Figure 1Impact of the parameter variations. Influence of the NetGenerator parameter ‘allowedError’ on average MSE (+), number of network edges (o), and number of integrated prior knowledge edges (△). The optimized model, selected on the basis of low average MSE and high number of integrated prior knowledge edges (indicated by a dotted line), showed an average MSE of 2.91, 17 integrated prior knowledge edges, 84 network edges in total, and an ‘allowedError’of 0.045.

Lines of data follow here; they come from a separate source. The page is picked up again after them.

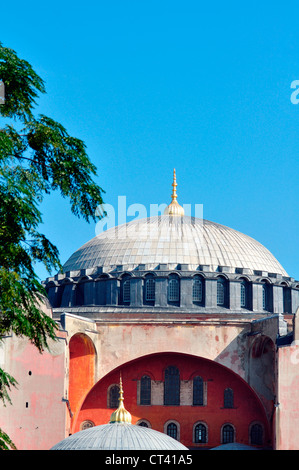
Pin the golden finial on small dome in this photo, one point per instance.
(121, 415)
(174, 209)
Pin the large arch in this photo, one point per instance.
(247, 406)
(82, 356)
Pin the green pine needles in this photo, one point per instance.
(37, 156)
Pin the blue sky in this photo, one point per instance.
(203, 87)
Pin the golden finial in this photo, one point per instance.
(121, 415)
(174, 209)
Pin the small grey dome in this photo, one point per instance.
(119, 436)
(173, 240)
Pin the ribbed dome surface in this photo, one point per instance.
(173, 240)
(119, 436)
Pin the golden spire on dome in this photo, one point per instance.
(174, 209)
(121, 415)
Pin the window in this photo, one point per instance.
(114, 396)
(173, 290)
(243, 294)
(228, 398)
(197, 391)
(256, 434)
(197, 292)
(145, 390)
(200, 434)
(172, 386)
(287, 300)
(86, 425)
(220, 292)
(228, 434)
(126, 291)
(150, 289)
(172, 430)
(265, 297)
(143, 424)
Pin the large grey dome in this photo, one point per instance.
(173, 240)
(119, 436)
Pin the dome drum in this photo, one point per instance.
(193, 290)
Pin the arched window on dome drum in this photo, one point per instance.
(228, 398)
(198, 391)
(126, 291)
(197, 291)
(243, 294)
(172, 386)
(256, 434)
(265, 297)
(143, 424)
(114, 396)
(173, 290)
(145, 390)
(228, 434)
(150, 289)
(200, 434)
(287, 300)
(172, 430)
(220, 291)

Figure 2Time courses of measured and simulated gene expression data. Each panel displays the results for one of the 24 differentially expressed genes (DEGs) selected from GO term ‘cartilage development’, comparing measured and simulated expression values (both in a scaled form) over time (h). The measured, interpolated data are indicated by dashed lines, the simulated expression data by solid lines, with each color representing one of the 4 stimuli (IL-1 β = turquoise; TNF- α green; TGF- β = red, and PDGF-D = purple).

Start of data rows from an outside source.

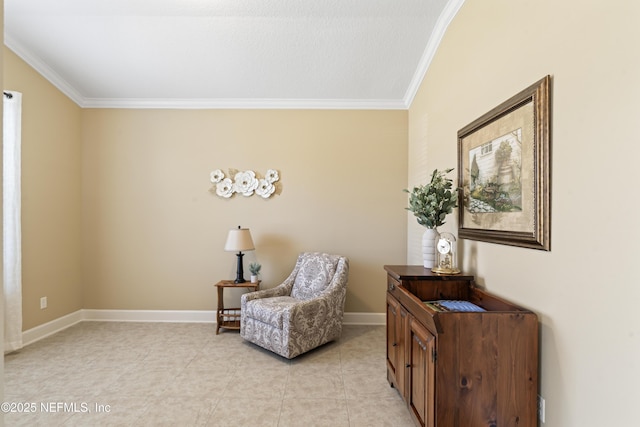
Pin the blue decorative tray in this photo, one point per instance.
(453, 305)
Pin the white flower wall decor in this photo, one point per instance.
(245, 183)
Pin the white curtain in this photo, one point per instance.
(12, 244)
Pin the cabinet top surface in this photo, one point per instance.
(232, 284)
(418, 272)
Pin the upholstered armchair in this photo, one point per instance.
(303, 312)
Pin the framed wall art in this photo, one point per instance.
(504, 172)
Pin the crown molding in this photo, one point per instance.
(447, 15)
(248, 104)
(44, 70)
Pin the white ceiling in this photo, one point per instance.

Figure 3Consensus network of the 24 differentially expressed genes (DEGs). The model contains nodes representing the 4 stimuli and the 24 selected DEGs. The heuristic optimization leads to an optimal fit of the model to the measured data and is preferably based on inferred edges supported by prior knowledge (represented in green). Edges ‘externally’ validated by additional knowledge are emphasized by green double-line edges. However, the model also contains edges only predicted from the expression data (represented in black) and one edge conflicting with prior knowledge (represented in red).